My master FW test kit also gave me these readings in my big tank. Fish/pplants/algae were fine, so I tried Jungle QuickDip test strips (ph, kh, gh, NO3, NO2) and have actually gotten pretty good results. They are excellen for just getting a general idea of the levels, my fish tell me the rest.

No, I'm not crazy, why?


----------



## steel1212 (Feb 21, 2006)

How much where the readings off on the 2 kits? I would just hate to stop dosing with the nitrates and then end up needing it. I would love to get rid of the hair algae on those 2 plants and the spot algae in my 30.


----------



## BryceM (Nov 6, 2005)

Not to but in to the SWOAPE forum, but I'd seriously recommend verifying your readings before making any changes. I found huge discrepancies between my 'other' kit and readings from a Lamotte kit.

Either make a standard solution to compare against or get another test kit to check your readings against. Just my $0.05....


----------



## acbaldwin (Nov 3, 2005)

In my well planted 55 gallon (running an Emperor 400, aka "overkill") the nitrates were reading around 120ppm. The month before that I was reading 30ppm on the exact same kit. I got the test strips (which I only got because they did gh/kh) and my NO3 was reading around 35ppm, which is about where I expected. They were only about 8 bucks for a bottle of them.


----------



## MatPat (Mar 22, 2004)

steel1212 said:


> I just tested all 3 of my tanks and my nitrates are in the red which is above 100ppm according to my test kit. Should I not does with the KNO3 and just keep dosing with the KH2PO4, traces and use some potassium liquid I have from seachem? The fish in all the tanks seem to be doing fine.
> 
> I do have hair algae on my althernaria(sp) and my limnophilia in the 92 and green spot algae on my glass in my 30.
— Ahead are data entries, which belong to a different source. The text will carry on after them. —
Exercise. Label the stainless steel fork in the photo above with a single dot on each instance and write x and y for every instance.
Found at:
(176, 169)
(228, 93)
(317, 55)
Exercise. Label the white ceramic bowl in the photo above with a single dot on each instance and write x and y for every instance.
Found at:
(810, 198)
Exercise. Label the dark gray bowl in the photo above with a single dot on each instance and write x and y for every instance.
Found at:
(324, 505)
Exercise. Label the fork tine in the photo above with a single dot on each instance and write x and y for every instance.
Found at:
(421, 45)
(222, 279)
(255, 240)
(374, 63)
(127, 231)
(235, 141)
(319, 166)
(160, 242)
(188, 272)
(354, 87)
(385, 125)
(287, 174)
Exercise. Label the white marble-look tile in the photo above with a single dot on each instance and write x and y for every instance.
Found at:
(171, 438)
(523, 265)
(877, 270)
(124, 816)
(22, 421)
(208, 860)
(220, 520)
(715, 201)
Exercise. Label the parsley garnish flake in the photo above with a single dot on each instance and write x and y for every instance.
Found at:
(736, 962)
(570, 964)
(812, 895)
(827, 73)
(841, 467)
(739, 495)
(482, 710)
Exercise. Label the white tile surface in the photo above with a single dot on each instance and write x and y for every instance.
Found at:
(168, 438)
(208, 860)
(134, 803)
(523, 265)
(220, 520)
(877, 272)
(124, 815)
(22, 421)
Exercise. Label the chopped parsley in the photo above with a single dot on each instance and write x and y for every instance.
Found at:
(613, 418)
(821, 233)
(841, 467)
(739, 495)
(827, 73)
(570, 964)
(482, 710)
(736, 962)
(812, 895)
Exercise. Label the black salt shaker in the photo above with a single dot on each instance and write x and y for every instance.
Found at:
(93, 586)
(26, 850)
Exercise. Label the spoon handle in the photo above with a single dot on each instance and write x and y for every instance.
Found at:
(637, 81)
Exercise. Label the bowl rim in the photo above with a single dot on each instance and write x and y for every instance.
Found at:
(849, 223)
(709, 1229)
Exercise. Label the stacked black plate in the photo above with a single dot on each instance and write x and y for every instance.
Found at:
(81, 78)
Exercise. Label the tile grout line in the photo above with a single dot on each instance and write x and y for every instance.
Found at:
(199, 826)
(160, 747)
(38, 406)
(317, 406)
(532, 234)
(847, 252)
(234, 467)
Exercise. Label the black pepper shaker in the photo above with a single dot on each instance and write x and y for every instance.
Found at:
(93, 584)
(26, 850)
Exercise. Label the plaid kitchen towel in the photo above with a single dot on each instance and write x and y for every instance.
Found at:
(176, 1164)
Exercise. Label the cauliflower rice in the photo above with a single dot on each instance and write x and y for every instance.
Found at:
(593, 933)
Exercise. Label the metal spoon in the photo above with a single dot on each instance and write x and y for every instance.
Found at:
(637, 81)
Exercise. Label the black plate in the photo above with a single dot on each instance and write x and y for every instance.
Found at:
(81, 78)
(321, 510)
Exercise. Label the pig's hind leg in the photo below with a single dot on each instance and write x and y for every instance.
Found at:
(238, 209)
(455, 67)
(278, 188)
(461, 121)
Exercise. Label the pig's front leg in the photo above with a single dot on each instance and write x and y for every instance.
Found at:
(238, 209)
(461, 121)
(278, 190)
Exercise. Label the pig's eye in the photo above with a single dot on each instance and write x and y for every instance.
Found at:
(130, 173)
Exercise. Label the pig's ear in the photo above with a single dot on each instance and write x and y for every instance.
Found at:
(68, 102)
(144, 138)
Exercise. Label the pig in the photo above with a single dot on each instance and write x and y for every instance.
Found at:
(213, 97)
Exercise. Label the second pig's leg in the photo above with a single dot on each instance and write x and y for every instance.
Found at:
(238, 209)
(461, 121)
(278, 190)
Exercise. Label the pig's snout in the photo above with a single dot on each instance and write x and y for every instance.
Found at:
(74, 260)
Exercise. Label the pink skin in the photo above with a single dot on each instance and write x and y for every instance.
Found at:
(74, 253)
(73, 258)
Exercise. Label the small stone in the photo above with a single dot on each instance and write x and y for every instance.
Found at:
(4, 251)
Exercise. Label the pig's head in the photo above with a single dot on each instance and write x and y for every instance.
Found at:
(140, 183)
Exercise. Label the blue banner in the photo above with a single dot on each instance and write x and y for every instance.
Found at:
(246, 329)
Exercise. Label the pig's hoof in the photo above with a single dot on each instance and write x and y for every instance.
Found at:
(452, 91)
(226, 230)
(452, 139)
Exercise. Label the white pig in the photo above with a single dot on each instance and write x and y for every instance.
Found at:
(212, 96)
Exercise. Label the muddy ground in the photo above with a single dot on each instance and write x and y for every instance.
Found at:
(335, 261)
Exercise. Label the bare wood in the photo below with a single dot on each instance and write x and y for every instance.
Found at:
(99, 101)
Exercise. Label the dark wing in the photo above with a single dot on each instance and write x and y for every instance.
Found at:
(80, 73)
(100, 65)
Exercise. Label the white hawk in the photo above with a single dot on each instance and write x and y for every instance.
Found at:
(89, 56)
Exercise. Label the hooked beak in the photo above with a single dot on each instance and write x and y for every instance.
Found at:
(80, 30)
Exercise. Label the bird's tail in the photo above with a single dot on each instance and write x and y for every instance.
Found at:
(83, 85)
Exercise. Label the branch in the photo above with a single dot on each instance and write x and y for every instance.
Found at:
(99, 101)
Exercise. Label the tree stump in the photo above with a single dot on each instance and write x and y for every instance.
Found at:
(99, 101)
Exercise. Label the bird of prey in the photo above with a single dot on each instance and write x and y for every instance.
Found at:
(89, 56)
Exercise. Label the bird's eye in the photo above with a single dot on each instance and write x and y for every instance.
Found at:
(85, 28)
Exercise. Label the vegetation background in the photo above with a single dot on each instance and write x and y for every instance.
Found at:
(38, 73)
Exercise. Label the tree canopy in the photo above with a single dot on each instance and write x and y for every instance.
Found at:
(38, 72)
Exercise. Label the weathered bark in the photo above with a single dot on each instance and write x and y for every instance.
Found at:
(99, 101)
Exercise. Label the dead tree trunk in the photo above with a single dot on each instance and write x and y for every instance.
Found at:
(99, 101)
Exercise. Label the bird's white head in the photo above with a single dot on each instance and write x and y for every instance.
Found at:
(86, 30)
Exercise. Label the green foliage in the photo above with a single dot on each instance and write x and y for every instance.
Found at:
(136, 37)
I really hate to advise anyone not to dose on the basis of a hobbyist test kit. Those kits have gotten more people (including myself) into trouble! If you are having any algae issues the first things to look into is low CO2 levels. Hair algae, along with most other types of algae, is indicative of Low CO2, then low NO3 then low PO4. Green Spot is caused by low CO2 or low PO4. Being you have both types, I would assume your CO2 or PO4 is a bit on the low side.

Have you been adding any PO4 to your tank and if so how much per dose and for how long?


----------